Russia has been threatening the democratic sovereignty of Ukraine since the country declared independence from the USSR shortly before its official dissolution in the early 1990’s. Under the rule of Russia and the Soviet Union, the identity of Ukrainians was heavily suppressed in an attempt at “Russification” or elimination of this cultural group. It wasn’t until anti-communist movements in the 1980’s and concern for the safety of Ukrainians under Soviet rule that led to the liberation of Ukraine from its oppressor after years of conforming to the standards of the autocratic regime. The budding democracy had a rocky start in getting its footing, but was able to establish a semi-presidential system with a parliamentary legislative branch in 1991. Though Ukraine was able to create a democratic system while recovering from the aftermath of years under Soviet rule, their independence has always been under scrutiny by their oppressor, as the former empire has attempted to intervene in the fragile new nations governance by influencing elections and public officials, as well as inciting violence at the eastern border to create further democratic instability.

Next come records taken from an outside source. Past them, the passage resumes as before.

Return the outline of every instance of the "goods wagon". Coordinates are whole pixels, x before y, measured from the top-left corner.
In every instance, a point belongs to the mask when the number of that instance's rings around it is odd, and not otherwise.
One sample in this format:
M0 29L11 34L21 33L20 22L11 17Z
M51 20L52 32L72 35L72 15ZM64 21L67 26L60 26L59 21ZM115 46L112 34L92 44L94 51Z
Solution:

The threat of Russia was far from over after Ukraine declared their independence, despite international recognition of the new country’s freedom and borders through the Bucharest Summit. Territorial disputes, primarily in the Eastern Donbas region and Crimea, as well as false accusations of genocide by Ukrainian rebel forces in the area were imminent. The Kremlin has long claimed that ethnic Russians living in Ukraine are being targeted and killed, these claims have little backing and has served as a scapegoat for Russia’s military presence at the border for years. The current war in Ukraine has been called a genocide by some, and is not the first claim from the young nation that they are being targeted by the Russian regime. The history of claims of genocide by both parties dates back to the era of Stalin, most notably with the starvation of millions of Ukrainians at the hands of the USSR.

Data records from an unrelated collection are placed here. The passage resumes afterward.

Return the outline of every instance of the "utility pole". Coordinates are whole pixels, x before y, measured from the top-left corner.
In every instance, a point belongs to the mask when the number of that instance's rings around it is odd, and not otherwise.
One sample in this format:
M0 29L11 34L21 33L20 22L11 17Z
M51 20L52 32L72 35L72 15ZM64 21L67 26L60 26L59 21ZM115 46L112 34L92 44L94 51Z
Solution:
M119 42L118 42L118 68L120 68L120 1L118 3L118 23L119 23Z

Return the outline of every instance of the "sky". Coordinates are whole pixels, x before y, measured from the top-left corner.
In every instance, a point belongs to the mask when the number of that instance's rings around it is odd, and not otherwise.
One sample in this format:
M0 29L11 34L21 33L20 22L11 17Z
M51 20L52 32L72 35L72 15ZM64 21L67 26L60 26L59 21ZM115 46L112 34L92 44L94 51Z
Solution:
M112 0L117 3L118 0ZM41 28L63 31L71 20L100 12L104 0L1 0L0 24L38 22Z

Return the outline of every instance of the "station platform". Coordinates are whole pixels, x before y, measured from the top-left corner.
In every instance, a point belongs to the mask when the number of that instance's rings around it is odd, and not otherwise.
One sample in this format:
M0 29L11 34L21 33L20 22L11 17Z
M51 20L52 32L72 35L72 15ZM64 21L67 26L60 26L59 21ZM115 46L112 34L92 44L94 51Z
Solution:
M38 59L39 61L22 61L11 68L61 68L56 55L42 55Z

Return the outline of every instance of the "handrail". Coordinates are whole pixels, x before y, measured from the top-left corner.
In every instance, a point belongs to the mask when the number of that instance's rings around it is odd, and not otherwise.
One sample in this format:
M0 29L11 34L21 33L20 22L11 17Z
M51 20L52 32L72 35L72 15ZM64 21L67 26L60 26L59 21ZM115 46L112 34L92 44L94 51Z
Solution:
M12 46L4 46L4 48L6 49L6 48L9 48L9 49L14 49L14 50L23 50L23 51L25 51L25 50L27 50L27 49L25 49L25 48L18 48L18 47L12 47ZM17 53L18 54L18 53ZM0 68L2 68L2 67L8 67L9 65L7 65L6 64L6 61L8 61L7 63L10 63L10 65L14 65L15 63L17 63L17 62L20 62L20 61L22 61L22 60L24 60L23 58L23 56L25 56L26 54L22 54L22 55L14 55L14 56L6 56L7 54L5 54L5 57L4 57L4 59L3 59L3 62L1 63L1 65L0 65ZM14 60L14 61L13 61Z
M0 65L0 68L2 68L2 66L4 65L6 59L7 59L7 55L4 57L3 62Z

In 1933 a horrific man-made famine caused by Stalin’s grain requisition policies in the southwestern Soviet Union took more than 2 million lives in Ukraine, and was later referred to as the Holodomor, or “extermination by hunger”. Not all the victims were ethnic Ukrainians, and the famine was not limited to this nation, but ethnic Ukrainians were hardest hit; and the famine was, to a significant degree, the result of an intentional plan by Stalin to break the will of collective Ukrainian resistance to the USSR (De Wal 2014). It is through this famine that we are able to see the true intentions of the USSR; to eradicate ethnic minorities in order to instill communist Soviet uniformity throughout all occupied territories. Obviously this goal did not come to fruition, but the damage caused by the USSR would later be viewed by many as the beginning of Russia’s attempts at genocide against Ukrainians.

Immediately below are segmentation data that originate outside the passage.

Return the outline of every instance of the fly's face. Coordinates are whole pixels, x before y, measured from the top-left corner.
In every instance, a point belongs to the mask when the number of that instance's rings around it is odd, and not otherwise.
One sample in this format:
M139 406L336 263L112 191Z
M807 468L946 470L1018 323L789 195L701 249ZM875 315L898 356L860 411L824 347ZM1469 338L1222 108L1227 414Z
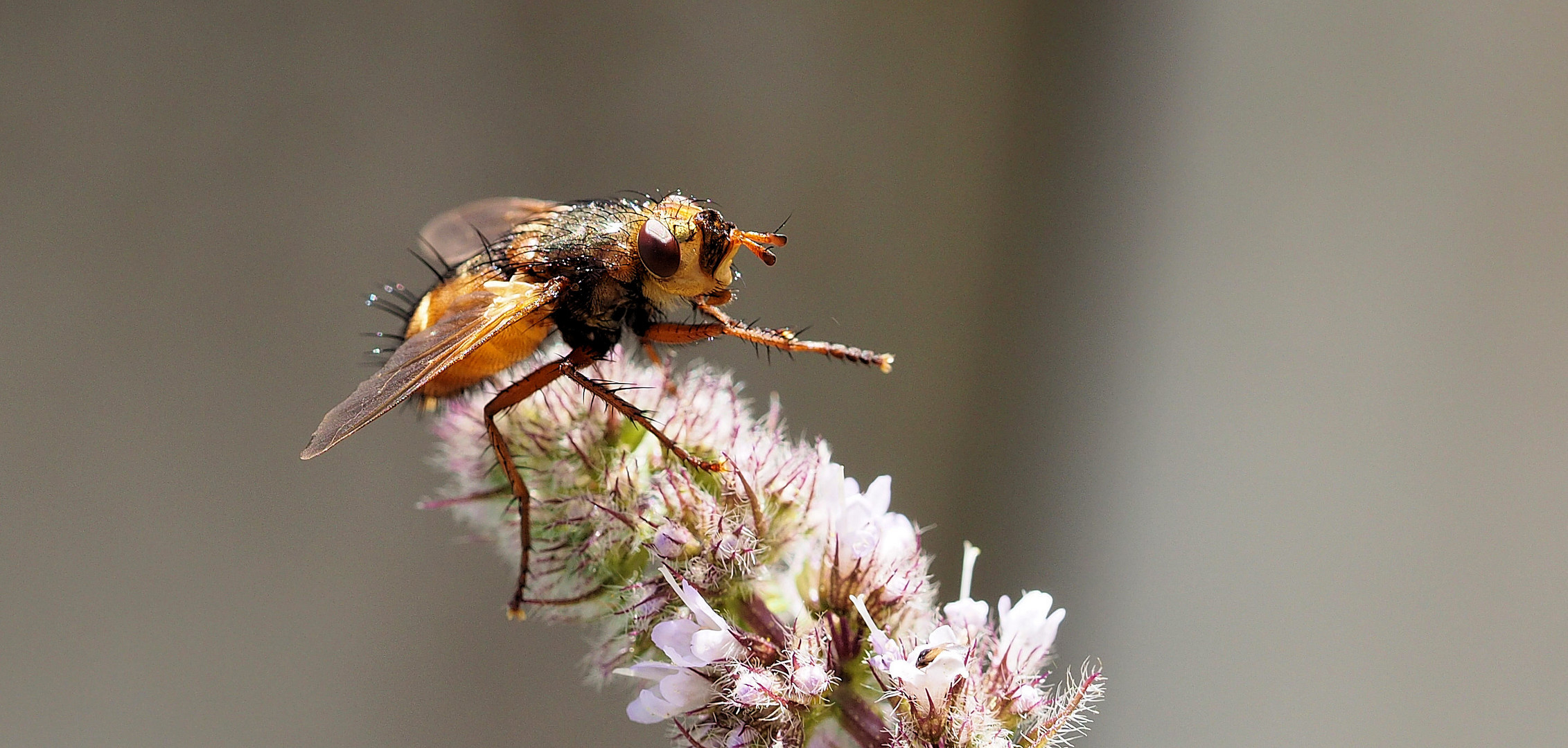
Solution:
M734 282L731 263L742 246L771 265L767 248L784 246L784 237L735 229L718 210L671 194L649 207L637 232L637 257L646 271L643 292L655 301L717 295Z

False claims of genocide are a way to assert Russia’s sovereignty throughout an ethnic Russian empire that they claim extends well beyond the nations formal borders, this comes with the belief that they also have a right to control and protect this empire through force. The Kremlin has long asserted that Ukraine’s government persecutes ethnic Russians and Russian-speaking citizens; these claims served as justification in 2014 for Russia’s annexation of Crimea and its invasion of eastern Ukraine. The resurgence of such language in 2022, voiced directly by Putin, indicates the use of these false claims of persecution once again to concoct a justification of invasion. While claims of genocide of Russians have been proven to be false, the ramifications of these allegations provides a serious warning: Russia will continue to claim Ukraine is the aggressor despite the invasion and mass murder within their borders being instigated by Putin and the Kremlin. The war in Ukraine is not the first attempt by Russia to eradicate the Ukrainian people’s identity through false claims of merely responding to aggression. Ukraine has been recognized by the world as a sovereign nation, and Russia’s long history of trying to uproot this legitimate democratic system should be cause for concern for the security of democracy globally. If Russia is able to launch a full scale war on democracy close to home, what is to stop Putin from expanding his goals to later include international entities? The lack of protection from global allies that Ukraine is experiencing is one of the many circumstances that make them susceptible to external pressures on democracy. However, if Russia hopes to enforce their metaphorical empire there is always a risk that they may take this fight to the rest of the world; where Russians reside in all countries, therefore everyone should be concerned by the threat of Russia to the stability of democracy.